Este blogueiro percebeu que o presente post foi incluído na plataforma Google Classroom. Fiquem absolutamente à vontade para consultar este material. Só gostaria de ser informado – se possível, com algum comentário a este post – sobre a natureza do curso em questão, para qual nível de ensino ele é destinado e em que instituição ele é sediado. 

Não é burocracia, é curiosidade mesmo!

Saudações e bons estudos!]

Eduardo Agni nasceu no interior de São Paulo, em Silveiras, e hoje vive na Noruega. Seguindo a tradição dos grandes violonistas brasileiras, desenvolveu uma técnica especialíssima ao instrumento, baseada no tapping, que faz do violão quase que um piano. Em vez de beliscar as cordas próximo à boca do instrumento, Agni explora, percussivamente, as escalas no braço, gerando melodias impensáveis. Há também as peças em que músico extrai sons com a técnica zig-zum, arranhando as cordas com um pequeno bastão de madeira, como se tocasse um violino.

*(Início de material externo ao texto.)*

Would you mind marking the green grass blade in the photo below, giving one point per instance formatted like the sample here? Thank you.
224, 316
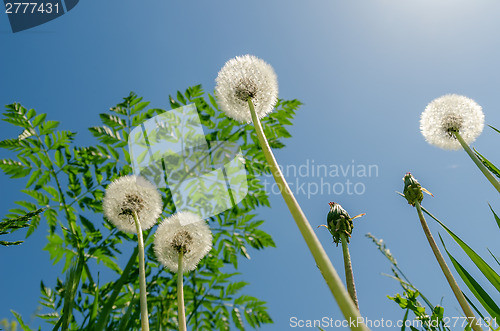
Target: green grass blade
20, 321
496, 216
125, 319
108, 307
486, 301
491, 167
487, 271
494, 129
71, 287
498, 262
95, 305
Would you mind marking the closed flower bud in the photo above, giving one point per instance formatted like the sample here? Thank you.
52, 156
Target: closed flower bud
338, 221
412, 190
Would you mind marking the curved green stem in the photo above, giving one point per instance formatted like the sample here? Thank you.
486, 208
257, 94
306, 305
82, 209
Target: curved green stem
142, 277
180, 294
349, 275
347, 306
478, 162
447, 273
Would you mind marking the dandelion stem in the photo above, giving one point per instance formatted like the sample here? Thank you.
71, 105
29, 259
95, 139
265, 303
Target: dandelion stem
324, 264
478, 162
180, 295
349, 275
142, 276
447, 273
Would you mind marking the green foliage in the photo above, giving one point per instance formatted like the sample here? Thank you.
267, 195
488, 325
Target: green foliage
10, 225
65, 183
409, 300
485, 300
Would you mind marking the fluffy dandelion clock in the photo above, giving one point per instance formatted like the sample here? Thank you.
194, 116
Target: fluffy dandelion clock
182, 232
242, 78
129, 194
449, 114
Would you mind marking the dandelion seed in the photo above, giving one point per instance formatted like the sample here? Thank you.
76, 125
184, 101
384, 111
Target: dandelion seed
129, 194
182, 232
448, 114
246, 77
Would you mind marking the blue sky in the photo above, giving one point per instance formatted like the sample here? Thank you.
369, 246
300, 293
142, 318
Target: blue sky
364, 71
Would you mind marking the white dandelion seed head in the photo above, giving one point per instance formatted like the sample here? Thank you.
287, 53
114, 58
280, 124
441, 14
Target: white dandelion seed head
450, 113
186, 232
246, 77
128, 194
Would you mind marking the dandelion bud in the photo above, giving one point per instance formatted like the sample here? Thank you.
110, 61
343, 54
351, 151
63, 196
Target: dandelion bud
412, 190
338, 221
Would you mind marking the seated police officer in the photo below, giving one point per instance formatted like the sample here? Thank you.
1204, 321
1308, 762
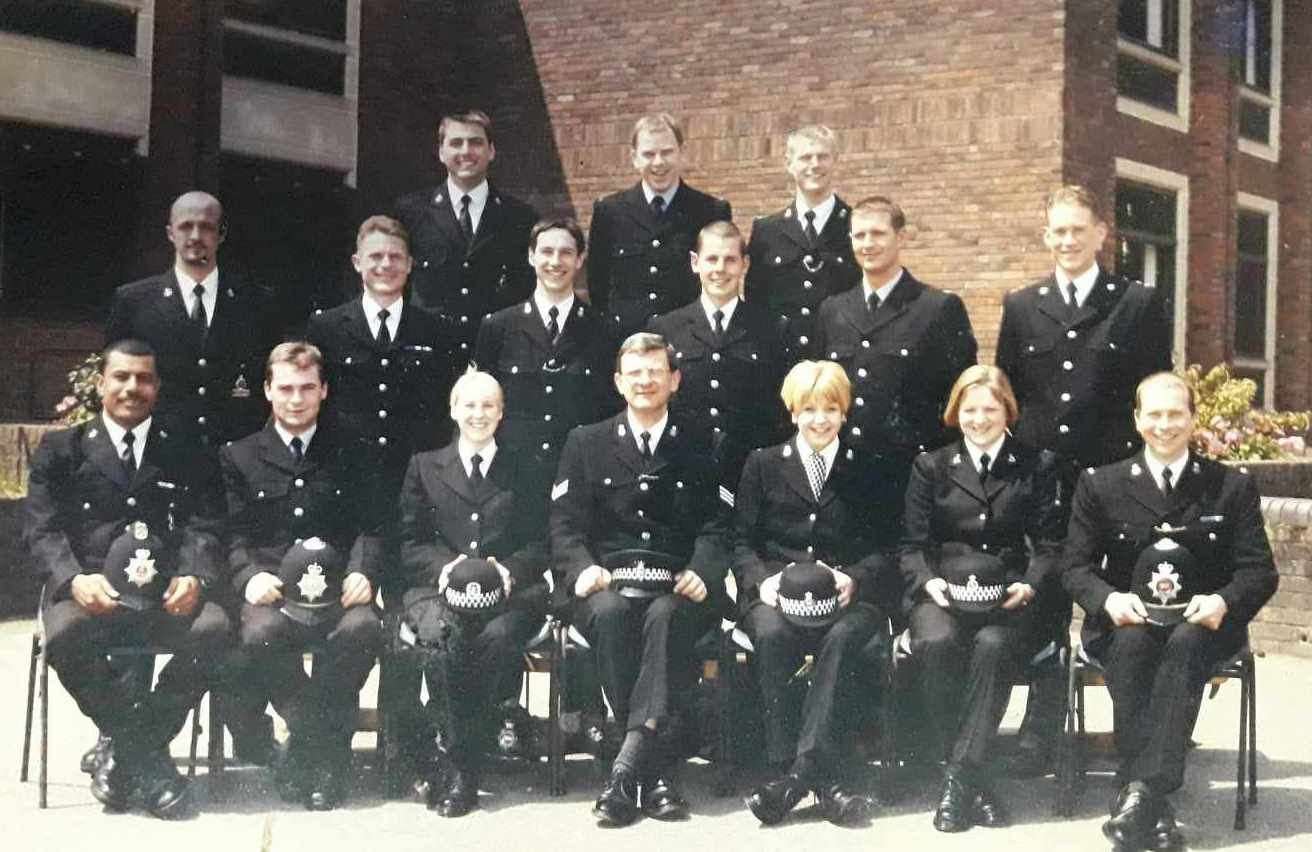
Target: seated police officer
636, 542
112, 521
467, 519
810, 503
305, 555
1168, 555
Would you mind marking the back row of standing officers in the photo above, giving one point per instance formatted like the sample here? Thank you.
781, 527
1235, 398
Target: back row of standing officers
445, 284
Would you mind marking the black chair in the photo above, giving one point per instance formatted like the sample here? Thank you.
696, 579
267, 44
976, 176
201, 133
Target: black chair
1085, 671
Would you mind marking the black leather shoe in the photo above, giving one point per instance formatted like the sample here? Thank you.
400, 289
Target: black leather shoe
663, 801
1132, 818
93, 756
773, 801
618, 801
842, 808
954, 805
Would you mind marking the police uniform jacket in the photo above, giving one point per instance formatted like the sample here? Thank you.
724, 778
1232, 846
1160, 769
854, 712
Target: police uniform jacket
390, 401
273, 502
209, 386
80, 499
636, 263
1075, 377
902, 361
1216, 510
790, 277
1014, 515
445, 515
778, 520
730, 383
462, 280
609, 498
550, 387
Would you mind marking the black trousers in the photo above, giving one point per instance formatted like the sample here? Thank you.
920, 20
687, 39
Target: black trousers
644, 650
968, 666
815, 733
76, 642
1155, 676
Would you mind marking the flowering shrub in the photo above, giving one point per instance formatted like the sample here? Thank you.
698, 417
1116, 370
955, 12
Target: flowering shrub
1227, 427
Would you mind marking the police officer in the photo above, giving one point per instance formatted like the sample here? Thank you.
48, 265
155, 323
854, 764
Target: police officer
1075, 345
469, 500
301, 481
728, 353
640, 236
120, 471
469, 238
550, 353
802, 254
640, 481
1155, 671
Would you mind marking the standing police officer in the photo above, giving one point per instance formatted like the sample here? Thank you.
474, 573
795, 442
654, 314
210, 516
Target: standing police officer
802, 254
640, 236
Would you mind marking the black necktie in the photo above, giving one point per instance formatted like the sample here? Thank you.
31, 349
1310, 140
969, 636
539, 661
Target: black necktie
466, 219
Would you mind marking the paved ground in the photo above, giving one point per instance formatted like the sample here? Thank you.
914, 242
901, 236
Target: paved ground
244, 814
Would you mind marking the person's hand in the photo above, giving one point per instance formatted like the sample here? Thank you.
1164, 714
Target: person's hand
95, 594
1125, 608
690, 586
264, 590
592, 579
1207, 611
937, 591
181, 596
356, 590
1018, 595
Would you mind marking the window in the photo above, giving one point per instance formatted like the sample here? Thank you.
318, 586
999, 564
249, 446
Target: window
1254, 293
1260, 84
1152, 61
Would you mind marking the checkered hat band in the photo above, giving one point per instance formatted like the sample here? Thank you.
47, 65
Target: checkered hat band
808, 608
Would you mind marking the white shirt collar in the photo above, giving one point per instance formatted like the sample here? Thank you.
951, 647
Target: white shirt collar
710, 307
1083, 284
371, 307
656, 431
823, 212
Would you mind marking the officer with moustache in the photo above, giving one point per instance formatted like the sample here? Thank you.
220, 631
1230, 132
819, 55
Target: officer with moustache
802, 254
640, 481
1156, 671
640, 236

Conheci as criações desse músico impressionante numa época em que explorava o universo new age, já que as obras de Agni são geralmente instrumentais e nos remetem à instrospecção meditativa. No entanto, naquele disco que me apresentou a esses sons, uma faixa em especial chamou muito minha atenção, sendo justamente uma canção: “Oriki”, composta pelo próprio Eduardo e por Renato Gonda.

Em iorubá, oriki é uma poesia ou canto invocatório, dirigido à divindade que preside nossa cabeça (ori). E a canção “Oriki” é justamente isso: aproveitando-se do conceito iorubá e da sonoridade de suas palavras (exploradas no refrão cantado por um coro infantil, “Omode dara oba orum / Omode alayo oba okum / O aye dara yeye osun / Dara oba orun / Dara yeye osun”), a letra não demora a revelar que sua invocação se dirige a uma entidade mais absoluta (e mais interior) que aquelas celebradas no candomblé. Quase explorando o gênero da world music, são mencionados deuses e saudações de diversas culturas e em diversas línguas: “Oh my Dear Lord / Zeus Tupã Yaweh / Oh my Sweet Lord… / Há lá, além de mim, o sonho / Of living life in love”.

O canto poliglota, assim, se resolve na única estrofe inteiramente em português, a que aparece na epígrafe deste post. Esses versos são cantados por ninguém menos que Renato Braz, que empresta seu lindo timbre para sugerir que, no fim, todos os caminhos do som têm como fonte o OM – a sílaba primordial, o eco da criação e a ponte com o eu interior.

“Oriki” é uma forma mais artística – e mais universal – de dizer: namastê!

eduardo-agni.jpg
Eduardo Agni: o hábil violão que celebra a fortuna interior invocada pelo (s)OM.